We can add lines to the file using the append mode.


In [None]:
def open_and_print_file(file_name):
    file = open(file_name, 'r')
    file_data = file.read()
    print(file_data)
    file.close()

file = open('example.txt', 'a')
file.write('This is a new line')
file.close()

open_and_print_file('example.txt')

As mentioned before, the `w` mode will write as if it is a new file. Old contents will thus be lost.

In [None]:
file = open('example.txt', 'w')
file.write('This is a new file')
file.close()

open_and_print_file('example.txt')

We now see that all the old contents have been lost, and we have just the new line that we have added.

If you need to read and write to the code you can use the `r+` mode. This allows for both actions at the same time and thus saves some code and operations to the disk as we only have to open the file once.

In [None]:
file = open('example.txt', 'r+')
data = file.read()
print(data)
file.write('\nThis is an appended line')
file.close()

We have now read the file and added a new line using the `r+` mode. While similar to using the `r` and `a` modes, there is a slight difference as the `a` mode will always place the new contents on a new line. The `r+` mode always appends the new data at the end of the file. This means that we have to add the 'newline' character `\n` to the beginning of the new line (or at the end of the previous one if you are thinking ahead).

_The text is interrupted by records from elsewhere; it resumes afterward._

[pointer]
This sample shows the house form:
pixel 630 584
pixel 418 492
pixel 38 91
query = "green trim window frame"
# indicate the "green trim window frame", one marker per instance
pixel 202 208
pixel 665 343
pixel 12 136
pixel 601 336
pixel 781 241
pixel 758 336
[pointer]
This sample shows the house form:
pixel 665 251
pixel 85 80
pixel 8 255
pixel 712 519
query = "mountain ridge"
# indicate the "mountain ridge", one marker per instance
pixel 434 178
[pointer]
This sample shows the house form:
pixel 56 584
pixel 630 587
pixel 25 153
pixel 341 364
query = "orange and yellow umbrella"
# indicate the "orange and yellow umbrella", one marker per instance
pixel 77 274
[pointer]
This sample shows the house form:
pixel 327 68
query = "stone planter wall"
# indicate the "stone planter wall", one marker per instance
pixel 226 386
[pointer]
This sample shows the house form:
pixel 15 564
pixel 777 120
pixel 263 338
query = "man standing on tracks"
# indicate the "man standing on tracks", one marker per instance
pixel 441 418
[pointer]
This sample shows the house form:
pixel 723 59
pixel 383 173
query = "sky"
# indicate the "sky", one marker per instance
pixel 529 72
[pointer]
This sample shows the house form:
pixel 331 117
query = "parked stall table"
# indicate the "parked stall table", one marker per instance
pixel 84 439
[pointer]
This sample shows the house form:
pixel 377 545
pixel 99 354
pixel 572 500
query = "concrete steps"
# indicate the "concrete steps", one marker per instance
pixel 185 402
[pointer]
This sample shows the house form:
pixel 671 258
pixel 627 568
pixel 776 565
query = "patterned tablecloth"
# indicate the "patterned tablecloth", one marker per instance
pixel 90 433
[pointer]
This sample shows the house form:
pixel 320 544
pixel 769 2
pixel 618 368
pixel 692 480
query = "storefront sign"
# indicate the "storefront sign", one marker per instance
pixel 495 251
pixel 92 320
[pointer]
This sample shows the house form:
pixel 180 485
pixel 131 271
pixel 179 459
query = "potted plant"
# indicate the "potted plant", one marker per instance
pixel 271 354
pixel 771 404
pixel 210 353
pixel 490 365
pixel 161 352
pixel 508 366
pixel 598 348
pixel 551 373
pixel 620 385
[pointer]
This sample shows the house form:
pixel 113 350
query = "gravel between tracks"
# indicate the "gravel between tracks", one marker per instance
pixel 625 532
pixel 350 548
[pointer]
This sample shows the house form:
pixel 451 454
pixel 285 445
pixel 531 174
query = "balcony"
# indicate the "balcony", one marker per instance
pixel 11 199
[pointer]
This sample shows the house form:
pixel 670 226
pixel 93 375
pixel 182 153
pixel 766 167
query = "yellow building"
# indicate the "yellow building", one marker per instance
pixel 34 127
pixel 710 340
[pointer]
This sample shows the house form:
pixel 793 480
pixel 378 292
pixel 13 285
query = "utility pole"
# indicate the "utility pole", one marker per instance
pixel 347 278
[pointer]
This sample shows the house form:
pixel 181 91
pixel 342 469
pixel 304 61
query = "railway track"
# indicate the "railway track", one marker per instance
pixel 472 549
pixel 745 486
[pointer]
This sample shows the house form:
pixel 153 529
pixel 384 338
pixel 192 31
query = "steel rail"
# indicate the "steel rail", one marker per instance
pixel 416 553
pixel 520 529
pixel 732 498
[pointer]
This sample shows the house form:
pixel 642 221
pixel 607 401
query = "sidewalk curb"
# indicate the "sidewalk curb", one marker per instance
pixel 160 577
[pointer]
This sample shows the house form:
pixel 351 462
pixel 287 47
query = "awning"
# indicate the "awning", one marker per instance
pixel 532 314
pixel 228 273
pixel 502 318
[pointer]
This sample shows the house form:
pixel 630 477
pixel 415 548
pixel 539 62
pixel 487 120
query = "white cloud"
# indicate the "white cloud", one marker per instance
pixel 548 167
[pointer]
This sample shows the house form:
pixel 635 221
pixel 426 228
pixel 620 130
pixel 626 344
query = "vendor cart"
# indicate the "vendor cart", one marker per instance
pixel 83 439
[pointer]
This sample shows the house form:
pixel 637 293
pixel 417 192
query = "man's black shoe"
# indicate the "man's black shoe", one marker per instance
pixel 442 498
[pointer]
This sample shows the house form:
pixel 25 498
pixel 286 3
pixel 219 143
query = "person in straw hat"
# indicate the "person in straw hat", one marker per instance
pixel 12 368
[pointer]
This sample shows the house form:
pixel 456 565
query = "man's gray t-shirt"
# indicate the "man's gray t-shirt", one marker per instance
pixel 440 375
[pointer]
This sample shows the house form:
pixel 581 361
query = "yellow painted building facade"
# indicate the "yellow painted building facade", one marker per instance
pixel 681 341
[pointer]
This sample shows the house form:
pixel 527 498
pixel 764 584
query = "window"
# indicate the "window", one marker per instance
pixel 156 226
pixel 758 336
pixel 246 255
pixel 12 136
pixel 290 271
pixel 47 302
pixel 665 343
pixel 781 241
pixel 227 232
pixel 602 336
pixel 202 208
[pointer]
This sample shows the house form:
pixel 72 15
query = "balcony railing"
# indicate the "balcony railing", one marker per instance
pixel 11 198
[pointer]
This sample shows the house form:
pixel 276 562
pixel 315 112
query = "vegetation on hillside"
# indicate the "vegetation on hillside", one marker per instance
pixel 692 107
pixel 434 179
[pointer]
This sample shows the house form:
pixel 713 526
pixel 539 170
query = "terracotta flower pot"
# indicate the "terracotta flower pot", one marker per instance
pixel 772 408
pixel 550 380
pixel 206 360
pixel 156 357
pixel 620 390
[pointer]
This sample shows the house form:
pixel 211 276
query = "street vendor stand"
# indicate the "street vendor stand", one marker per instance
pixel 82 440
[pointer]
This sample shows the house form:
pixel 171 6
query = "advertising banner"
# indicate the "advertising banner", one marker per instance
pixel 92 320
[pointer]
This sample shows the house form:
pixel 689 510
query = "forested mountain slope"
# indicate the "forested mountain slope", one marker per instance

Files also have multiple functions for reading the contents. So far we have used `read` which reads the entirety of the file. We can also read the file line by line using the `readline` function.

In [None]:
file = open('example.txt', 'r')
line = file.readline()
print(line)
line = file.readline()
print(line)

Ever call to `readline` progress to the next line. We can combine this with a loop to read the entire file line by line.

In [None]:
file = open('example.txt', 'r')
for line in file:
    print(line)

This can be useful if you have data on each line which you want to process individually. An example of this is a CSV file, where each line is a row of data. Using the `readline` function we can read each line and split the data into columns, and process it further. There is also a way to read the entire file into a list of lines using the `readlines` function.

In [None]:
file = open('example.txt', 'r')
lines = file.readlines()
print(lines)

We have a list of lines that we can now process. We could now apply list comprehension to process the data further. For example, we can remove the newline character from each line.

In [None]:
file = open('example.txt', 'r')
lines = file.readlines()
lines = [line.strip() for line in lines]
print(lines)

The strip function is especially useful for this as it removes all whitespace and newline characters from the beginning and end of the string. This is useful for cleaning up data before processing it further.

Besides text, we can also write binary data to files. This is useful for storing images, sound files, and other non-text data. We can do this by opening the file in binary mode. In this case, we will be opening an image file.

In [None]:
image = open('image.jpg', 'rb') # rb stands for read binary
image_data = image.readlines()
image.close()

for i in range(10): # As the image data is large, we will only print the first 10 lines using the readlines function
    print(image_data[i])

This is the binary data of the image, represented as a byte string. In practice, images are harder to deal with as they are often encoded in a specific format, such as JPEG or PNG. If we want to load in the image data we often use external libraries such as `PIL` or `OpenCV` to handle the image data. Below is a short demonstration of how to load an image using the `PIL` library.

In [None]:
from PIL import Image

image = Image.open('image.jpg')

image.show()

This will open a new window and display the image. Image processing is a whole other topic, and we will not be covering it in this chapter. We will, however, be covering it in a later chapter.

# Exercises

Play around with some of the file operations we have covered in this chapter. Try to:
1. Open a new file in write mode and write some data to it.
2. Open the file in read mode and read the data you just added.
3. Open the file in append mode and add some new data to it.
4. Open the file in read mode and read the data line by line.
5. Open the file in read mode and read the data into a list of lines.

Show the work in the cell below. You could make functions for each operation to make it easier to test each operation. This will also help you get used to writing functions in Python.